Calibration Toolbox Documentation
Calibration Toolbox is a Python library for evaluating machine learning model calibration using binning-based metrics.
The package provides a comprehensive collection of calibration metrics and visualization tools for research in deep learning and uncertainty quantification.
Overview
Calibration Toolbox focuses on binning-based calibration metrics, which are widely used in machine learning research to evaluate how well predicted probabilities match actual outcomes.
Key Features
Comprehensive Metrics: ECE, MCE, RMSCE, ACE, SCE, and more
General Calibration Error (GCE): Flexible framework for computing various calibration metrics
Framework-Agnostic: Works with NumPy arrays - no PyTorch or TensorFlow required
Visualization Tools: Reliability diagrams, confidence histograms, and class-wise calibration curves
Well-Tested: Extensive test coverage with edge case handling
Research-Oriented: Implementations based on recent research papers
Quick Example
import numpy as np
from calibration_toolbox import expected_calibration_error, reliability_diagram
# Your model's predicted probabilities
probabilities = np.array([[0.8, 0.2], [0.6, 0.4], [0.9, 0.1]])

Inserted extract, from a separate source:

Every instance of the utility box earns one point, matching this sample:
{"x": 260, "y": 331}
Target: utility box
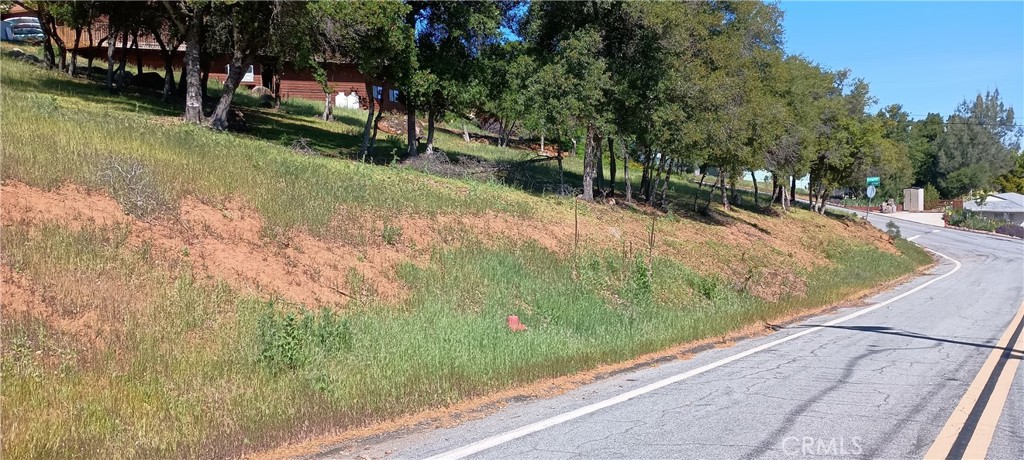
{"x": 913, "y": 199}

labels = np.array([0, 1, 0])
# Compute Expected Calibration Error
ece = expected_calibration_error(probabilities, labels)
print(f"ECE: {ece:.4f}")
# Visualize calibration
reliability_diagram(probabilities, labels)
Installation
Install from PyPI (once published):
pip install calibration-toolbox
Or install from source:
git clone https://github.com/Jonathan-Pearce/calibration-toolbox.git
cd calibration-toolbox
pip install -e .